Tenth Circuit Holds Curfew on Door-to-Door Commercial Solicitors Violation of First Amendment

By Samantha Byrne, CML Law Clerk

Tenth Circuit Holds Curfew on Door-to-Door Commercial Solicitors Violation of First Amendment

On May 15, the Tenth Circuit Court of Appeals struck down a 7:00 p.m. curfew for door-to-door commercial solicitors because it did not survive First Amendment scrutiny under the Central Hudson test, affirming the district court’s judgment, which concluded that Castle Rock has failed to demonstrate that the curfew advances its substantial interests in a direct and material way. CML filed an amicus brief in support of Castle Rock in this case.

The Town of Castle Rock adopted ordinances in 2008 and 2014 which enacted a curfew that prevented commercial solicitors from entering private property between 7:00 p.m. and 9:00 a.m. In formulating the 2008 ordinance, the Town relied upon research on door-to-door solicitation ordinances collected by CML, as well as research on like-ordinances from neighboring municipalities, data collected from official reports and informal complaints made to the Town’s police department concerning door-to-door solicitation, anecdotal evidence, personal experiences of council members, and community sentiment regarding privacy and safety concerns. The 2014 ordinance primarily clarified and amplified certain definitions; no fact-based data was utilized in forming the 2014 ordinance.

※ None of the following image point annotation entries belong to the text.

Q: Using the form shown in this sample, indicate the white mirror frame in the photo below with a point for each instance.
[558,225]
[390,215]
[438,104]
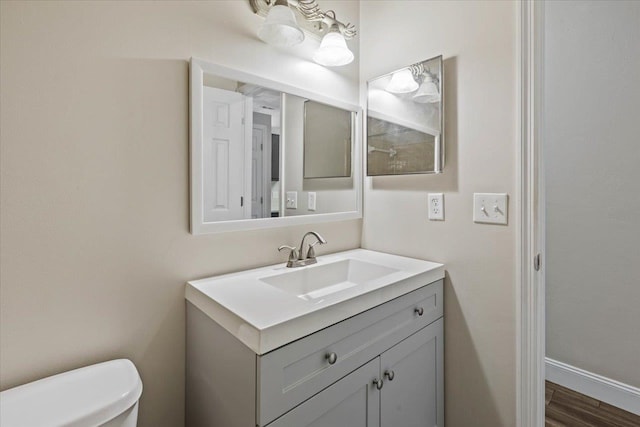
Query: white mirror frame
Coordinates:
[198,226]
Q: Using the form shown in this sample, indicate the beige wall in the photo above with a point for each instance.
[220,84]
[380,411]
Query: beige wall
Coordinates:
[95,248]
[593,186]
[477,40]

In 2017 Aptive secured the proper permitting to conduct door-to-door sales in Castle Rock and instructed their sales team to comply with the Town’s curfew. Aptive’s sales data supports that in neighboring communities, some of its highest rates of interaction occurred after 7:00 p.m. and that it made fewer than half the average sales per hour in Castle Rock than it did elsewhere. Presuming their sales were negatively impacted by the 7:00 p.m. curfew, Aptive ceased operations in Castle Rock.

Aptive then filed suit alleging that the curfew unconstitutionally burdened its First Amendment right to engage in door-to-door solicitation. Interestingly, in overcoming challenges made to their standing, the Court held standing could be proven though the data-backed evidence of their sales history and success in neighboring communities.

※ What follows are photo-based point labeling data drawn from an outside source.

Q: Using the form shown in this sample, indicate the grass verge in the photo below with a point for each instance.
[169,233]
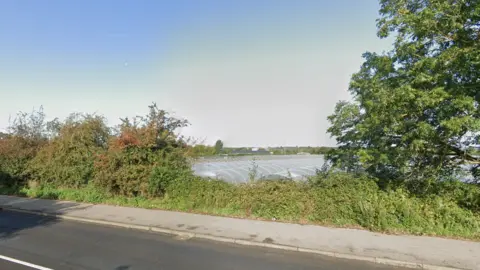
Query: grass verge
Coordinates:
[339,200]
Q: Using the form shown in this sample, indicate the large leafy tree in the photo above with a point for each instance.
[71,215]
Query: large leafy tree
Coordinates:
[415,109]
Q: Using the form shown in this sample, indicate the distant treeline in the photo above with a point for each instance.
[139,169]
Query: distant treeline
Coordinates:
[207,150]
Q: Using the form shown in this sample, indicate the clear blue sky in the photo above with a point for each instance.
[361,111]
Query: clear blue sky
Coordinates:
[251,72]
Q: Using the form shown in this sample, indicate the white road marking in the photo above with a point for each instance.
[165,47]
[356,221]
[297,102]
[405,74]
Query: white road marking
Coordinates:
[31,265]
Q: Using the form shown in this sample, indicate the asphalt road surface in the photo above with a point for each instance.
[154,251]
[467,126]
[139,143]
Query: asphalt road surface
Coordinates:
[34,242]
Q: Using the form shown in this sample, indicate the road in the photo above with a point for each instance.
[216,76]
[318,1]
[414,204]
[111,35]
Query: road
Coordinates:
[46,243]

The Court’s decision in this case extends far beyond curfews and informs our understanding of the quantum of “proof” a municipality must demonstrate that an ordinance regulating commercial speech will serve its ostensible purpose. Here, even in striking down this particular ordinance, the Court reaffirmed that municipal regulation of door-to-door solicitation in the interest of deterring crime and preserving privacy is a valid "substantial interest," however, municipalities must take care in formulating this type of ordinance.

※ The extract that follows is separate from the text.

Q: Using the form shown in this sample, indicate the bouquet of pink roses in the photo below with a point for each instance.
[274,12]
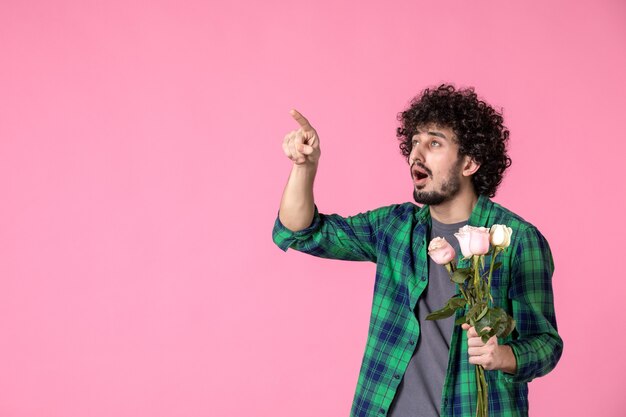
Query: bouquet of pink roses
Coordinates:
[474,283]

First, any data utilized must directly correlate to the municipality’s purported interest, and moreover, a discernable change in that data, before and after enactment, will serve to bolster the assertion. Next, testimonial and anecdotal evidence must be supported by data and evidentiary showings must be concrete and non-speculative. Additionally, evidence of real harm stemming from prefatory statements must have a demonstrable, factual basis. Further, citing similar ordinances utilized in neighboring communities is insufficient as they could grounded in inadequate common-sense and anecdotal evidence. However, calling on detailed studies performed by those municipalities could be acceptable. A municipality may also provide sufficient proof through studies conducted in their city, evidence-based findings, and survey results.